Officials from the Harrisville Central School District have not returned requests for comment about the complaint, which the student filed anonymously on Dec. 8 in U.S. District Court for the Northern District of New York. The requests for comment were emailed Thursday after business hours.

Jane Doe’s 20-page complaint reads like a dystopian novel. The high school student, who does not reveal her age either now or at the time of the search, says the ordeal began “like any other typical day” when she arrived for classes on Dec. 11, 2015.

School principal Eric Luther sought Doe out, according to the complaint, at 8:05 that morning and told her to “go for a walk with him.”

Doe says two members of the New York State Police were stationed outside the main office, and that she found the district superintendent, Robert Finster, in the principal’s office, along with Amy Bird, the principal of the middle school.

Upon learning that other students had accused her of possessing drugs, Doe insisted that the allegations were false.

The complaint says Doe offered to let Luther search her backpack in front of her, but that the school officials had a more humiliating search in mind.

Doe had to leave her backpack behind, according to the complaint, while Luther and Bird took her to the nurse’s office with a change of clothes.

“Jane was told that she would undergo a ‘strip search,” the complaint states.

With Avallone and Bird looking on, Doe says she followed orders to disrobe completely.

Despite the spare set of clothes on hand, the women allegedly forced Doe “to stand exposed for several minutes” while they inspected her shirt, bra, boots, pants and underwear.

“No drugs, contraband, or any other prohibited substances were located in any of Jane’s clothes,” the complaint states.

Then nurse Avallone allegedly offered to perform a rectal exam.

“No,” Jane said immediately, according to the complaint, which continues to say that “Jane clearly indicated to defendants Bird and Avallone that she was not willing to undergo a rectal exam.”

Doe says Bird warned her that there would be a “serious problem” if she “put anything up there.”

“Scared and disturbed by the mention of a rectal exam, Jane pleaded to defendants Avallone and Bird to let her urinate in a toilet to prove she was not concealing anything in her rectum," the complaint states.

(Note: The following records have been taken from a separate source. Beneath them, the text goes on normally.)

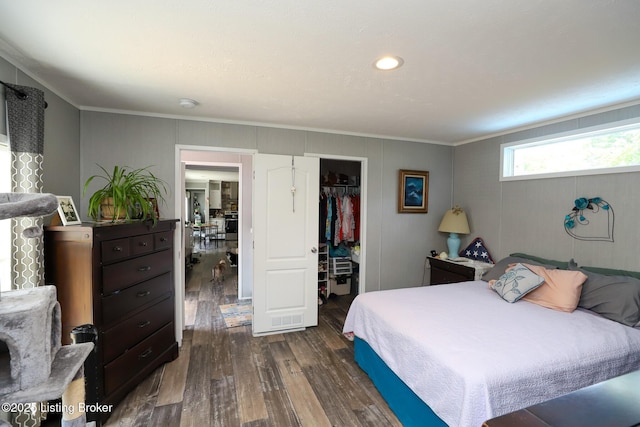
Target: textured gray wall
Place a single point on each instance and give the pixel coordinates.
(528, 216)
(396, 243)
(61, 136)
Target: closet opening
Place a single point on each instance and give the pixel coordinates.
(339, 231)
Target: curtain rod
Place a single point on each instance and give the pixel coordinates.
(21, 94)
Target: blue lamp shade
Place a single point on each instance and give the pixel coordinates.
(454, 222)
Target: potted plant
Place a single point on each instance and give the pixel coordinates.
(127, 194)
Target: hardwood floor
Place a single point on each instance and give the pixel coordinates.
(226, 377)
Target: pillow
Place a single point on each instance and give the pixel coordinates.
(502, 265)
(611, 272)
(615, 297)
(477, 251)
(558, 264)
(560, 290)
(516, 283)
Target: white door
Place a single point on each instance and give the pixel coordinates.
(285, 233)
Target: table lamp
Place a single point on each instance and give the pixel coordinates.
(454, 222)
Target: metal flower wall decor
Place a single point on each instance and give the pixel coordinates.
(595, 213)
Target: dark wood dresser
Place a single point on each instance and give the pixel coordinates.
(118, 277)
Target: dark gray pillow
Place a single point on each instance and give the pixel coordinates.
(614, 297)
(501, 266)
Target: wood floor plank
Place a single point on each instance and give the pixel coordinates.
(166, 415)
(308, 408)
(251, 405)
(224, 407)
(175, 377)
(196, 406)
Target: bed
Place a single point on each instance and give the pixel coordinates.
(459, 354)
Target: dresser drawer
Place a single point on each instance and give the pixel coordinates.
(119, 304)
(141, 244)
(128, 333)
(113, 250)
(126, 273)
(135, 360)
(163, 240)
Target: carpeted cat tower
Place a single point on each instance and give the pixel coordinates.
(34, 366)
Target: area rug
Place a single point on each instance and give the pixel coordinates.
(237, 314)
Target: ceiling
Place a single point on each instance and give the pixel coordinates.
(472, 68)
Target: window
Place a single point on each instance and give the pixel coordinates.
(603, 150)
(5, 224)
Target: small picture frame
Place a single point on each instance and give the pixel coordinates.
(413, 191)
(67, 211)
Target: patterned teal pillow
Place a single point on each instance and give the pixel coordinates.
(516, 283)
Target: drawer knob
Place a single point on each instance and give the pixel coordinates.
(146, 353)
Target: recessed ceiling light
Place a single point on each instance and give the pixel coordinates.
(188, 103)
(387, 63)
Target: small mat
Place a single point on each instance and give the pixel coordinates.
(237, 314)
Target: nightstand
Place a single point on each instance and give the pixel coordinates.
(459, 270)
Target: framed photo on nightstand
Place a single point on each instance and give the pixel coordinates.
(67, 211)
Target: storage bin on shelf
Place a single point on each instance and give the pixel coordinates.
(340, 276)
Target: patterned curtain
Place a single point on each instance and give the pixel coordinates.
(25, 125)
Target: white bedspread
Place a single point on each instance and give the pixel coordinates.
(472, 356)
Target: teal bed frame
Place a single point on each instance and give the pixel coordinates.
(408, 407)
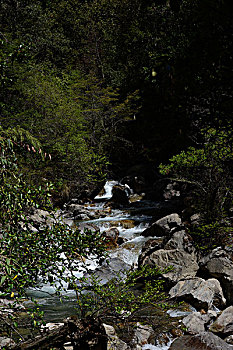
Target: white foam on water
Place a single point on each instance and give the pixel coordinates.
(108, 190)
(158, 347)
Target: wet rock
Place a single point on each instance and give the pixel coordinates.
(111, 237)
(137, 183)
(143, 335)
(202, 341)
(87, 226)
(196, 322)
(195, 219)
(219, 264)
(111, 269)
(154, 230)
(50, 326)
(184, 264)
(119, 196)
(224, 324)
(163, 226)
(200, 293)
(4, 341)
(114, 343)
(181, 241)
(229, 339)
(40, 218)
(124, 223)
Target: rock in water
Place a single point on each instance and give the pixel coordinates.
(202, 341)
(200, 293)
(224, 323)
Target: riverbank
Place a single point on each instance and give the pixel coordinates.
(140, 235)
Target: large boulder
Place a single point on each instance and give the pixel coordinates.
(178, 253)
(196, 322)
(143, 334)
(114, 343)
(40, 218)
(111, 237)
(224, 324)
(219, 264)
(163, 226)
(183, 265)
(202, 341)
(119, 196)
(199, 293)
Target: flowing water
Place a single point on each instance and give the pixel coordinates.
(130, 222)
(130, 226)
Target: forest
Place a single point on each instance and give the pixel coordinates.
(94, 90)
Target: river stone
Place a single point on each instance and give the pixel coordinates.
(184, 264)
(114, 343)
(200, 293)
(219, 264)
(119, 196)
(143, 335)
(202, 341)
(224, 323)
(40, 218)
(163, 226)
(195, 322)
(111, 237)
(229, 339)
(4, 341)
(181, 241)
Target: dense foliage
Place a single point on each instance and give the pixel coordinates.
(83, 82)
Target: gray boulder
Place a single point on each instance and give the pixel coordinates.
(202, 341)
(224, 323)
(143, 334)
(199, 293)
(114, 343)
(119, 196)
(40, 218)
(196, 322)
(111, 237)
(163, 226)
(219, 264)
(6, 342)
(181, 241)
(178, 252)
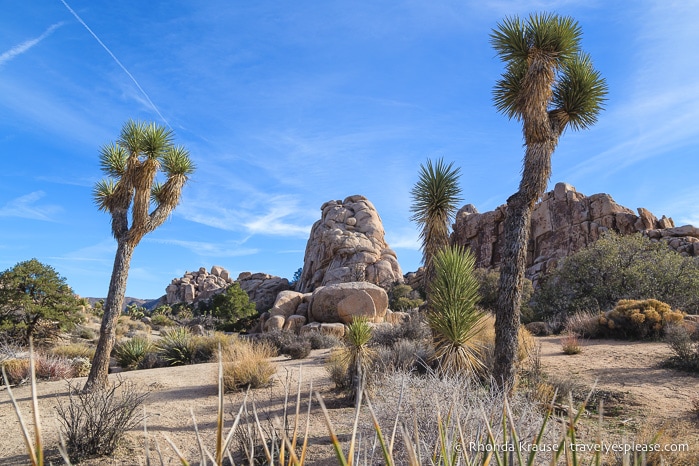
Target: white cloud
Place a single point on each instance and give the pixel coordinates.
(208, 249)
(279, 217)
(26, 207)
(25, 46)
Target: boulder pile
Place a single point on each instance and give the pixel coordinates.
(347, 245)
(196, 286)
(329, 308)
(562, 223)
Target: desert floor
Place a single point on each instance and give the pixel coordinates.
(639, 394)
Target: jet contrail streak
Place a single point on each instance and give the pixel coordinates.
(117, 62)
(24, 46)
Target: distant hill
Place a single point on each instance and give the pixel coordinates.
(149, 304)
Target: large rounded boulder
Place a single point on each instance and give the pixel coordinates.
(343, 302)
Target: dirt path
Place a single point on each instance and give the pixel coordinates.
(654, 395)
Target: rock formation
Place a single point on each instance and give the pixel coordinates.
(262, 289)
(564, 222)
(347, 245)
(196, 286)
(328, 308)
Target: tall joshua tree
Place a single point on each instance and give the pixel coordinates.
(435, 199)
(132, 164)
(549, 85)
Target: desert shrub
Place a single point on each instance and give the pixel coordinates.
(639, 319)
(619, 267)
(74, 350)
(206, 346)
(232, 309)
(403, 355)
(36, 301)
(83, 333)
(570, 344)
(459, 399)
(453, 316)
(16, 369)
(298, 350)
(176, 346)
(47, 367)
(585, 324)
(129, 353)
(337, 367)
(415, 328)
(159, 321)
(488, 288)
(94, 422)
(245, 364)
(81, 366)
(359, 354)
(320, 340)
(685, 347)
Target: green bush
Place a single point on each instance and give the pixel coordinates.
(232, 309)
(130, 353)
(618, 267)
(176, 346)
(684, 345)
(639, 319)
(36, 302)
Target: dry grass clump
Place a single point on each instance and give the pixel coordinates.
(571, 344)
(245, 364)
(639, 318)
(584, 324)
(74, 350)
(684, 343)
(458, 402)
(93, 423)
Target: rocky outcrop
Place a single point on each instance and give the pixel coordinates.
(329, 308)
(564, 222)
(262, 289)
(197, 286)
(347, 245)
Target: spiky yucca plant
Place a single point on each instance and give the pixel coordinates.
(549, 85)
(359, 354)
(138, 204)
(435, 199)
(454, 318)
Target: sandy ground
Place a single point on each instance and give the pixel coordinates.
(651, 395)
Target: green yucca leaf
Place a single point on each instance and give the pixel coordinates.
(103, 193)
(113, 160)
(176, 162)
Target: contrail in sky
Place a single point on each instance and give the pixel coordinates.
(117, 61)
(24, 46)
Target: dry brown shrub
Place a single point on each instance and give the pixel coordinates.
(246, 363)
(639, 318)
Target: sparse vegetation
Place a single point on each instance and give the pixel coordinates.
(93, 423)
(245, 364)
(618, 267)
(35, 302)
(639, 319)
(453, 316)
(570, 344)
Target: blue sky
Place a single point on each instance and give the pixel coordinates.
(286, 105)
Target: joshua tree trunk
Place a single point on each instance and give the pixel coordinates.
(112, 311)
(535, 176)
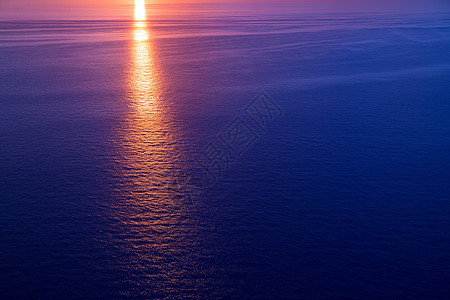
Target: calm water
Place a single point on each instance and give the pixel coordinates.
(346, 195)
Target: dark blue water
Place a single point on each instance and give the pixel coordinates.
(345, 195)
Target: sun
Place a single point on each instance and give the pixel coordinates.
(139, 10)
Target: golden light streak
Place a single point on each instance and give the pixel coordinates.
(139, 10)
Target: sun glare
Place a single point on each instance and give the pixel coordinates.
(139, 10)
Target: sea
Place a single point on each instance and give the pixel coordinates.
(225, 151)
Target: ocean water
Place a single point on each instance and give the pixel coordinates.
(344, 192)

Doe says they took her up on her offer, with Avallone watching as she urinated.

Though Doe urinated normally, the nurse ordered Doe, flashlight in hand, to turn around.

“Jane protested and said 'no!'," the complaint states.

“Bend over,” the nurse said next, according to the complaint, as she then "pried Jane's buttocks apart with her hand, exposing Jane's rectal cavity.”

Ordered after to “turn around,” Doe says she complied with Avallone’s orders “to expose her vagina for examination.”

"Using her hand, Defendant Avallone pried apart the opening to Jane's vagina and shined her flashlight inside," the complaint states.

As with the student’s rectal cavity, the complaint says “there was absolutely nothing concealed in Jane’s vagina.”

Doe says she requested to call her father while she was dressing but that Bird said no and offered no explanation.

When Luther retuned Doe’s backpack to her, according to the complaint, she says her belongings were rearranged and that Luther admitted to searching the backpack outside of her presence.

All Luther had to say in explanation of his activity, the complaint says, was “Stop having your name associated with people with drugs.”

"The severe emotional toll of the morning's events left Jane extremely upset, so she eventually requested to leave school early for the day," the lawsuit states. "Jane missed several days of school due to her ongoing emotional distress resulting from this incident."

Doe seeks punitive damages, alleging 13 causes of action including unreasonable search, false arrest, assault, battery, false imprisonment, emotional distress, negligence and gender discrimination in violation of Title IX, the federal law prohibiting sex discrimination in education.

The student is represented by Donald DiBenedetto with Costello, Cooney & Fearon of Syracuse, New York.